Through this strong culture, Danaher has successfully navigated several CEO successions over its history, and to this day Steven and Mitchell hold Executive Chairman roles at Danaher.
Attributing Success
In our years observing Danaher, speaking with their executives, and relentlessly researching their stock we consider that there are three key attributes to Danaher’s success:
- Operational Excellence/Continuous ImprovementThis is a way of life at Danaher. They serve their customers well, expand their margins, generate strong cash flows, and reinvest in the business – it is a virtuous cycle. The level of talent in their leadership positions is outstanding, but they also ‘grow their own’ with strong talent building and identification programmes.
- Capital DeploymentFrom the very early days, the majority of free cash flow at Danaher has gone into acquisitions. The team have generated attractive returns by buying quality businesses that have a unique adjacency to the Danaher Business System.
- Building a Better BusinessThe vision from the Rales brothers has been strong from day one, and the evolution from a niche industrial company to a leading healthcare business came through organic growth, M&A, and also strategic divestment.
The next Frontier of Danaher and F&F
“I guess I’m just a business builder rather than a business seller.

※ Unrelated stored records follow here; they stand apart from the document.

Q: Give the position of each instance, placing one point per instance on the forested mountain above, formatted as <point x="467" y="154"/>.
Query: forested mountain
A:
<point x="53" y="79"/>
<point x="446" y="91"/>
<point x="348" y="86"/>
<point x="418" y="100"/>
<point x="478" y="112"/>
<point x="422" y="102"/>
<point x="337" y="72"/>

And if we can find those shots on goal that give us a percent recreating something special, I think the returns will take care of themselves over time.”
Mitch Rales, The Art of Compounding April 2024
Today F&F is relentlessly focused on researching and finding underappreciated value in founder-led businesses, sitting alongside the enduring family company in a single portfolio. We consider that several platforms we currently have in the portfolio support this thesis and have the potential to grow – a combination of operational excellence, capital deployment, and getting better (not just bigger).
My personal experience, growing up in a small family business, and passion as an investor drives the continued search for quality businesses to add to the Family & Founder Fund.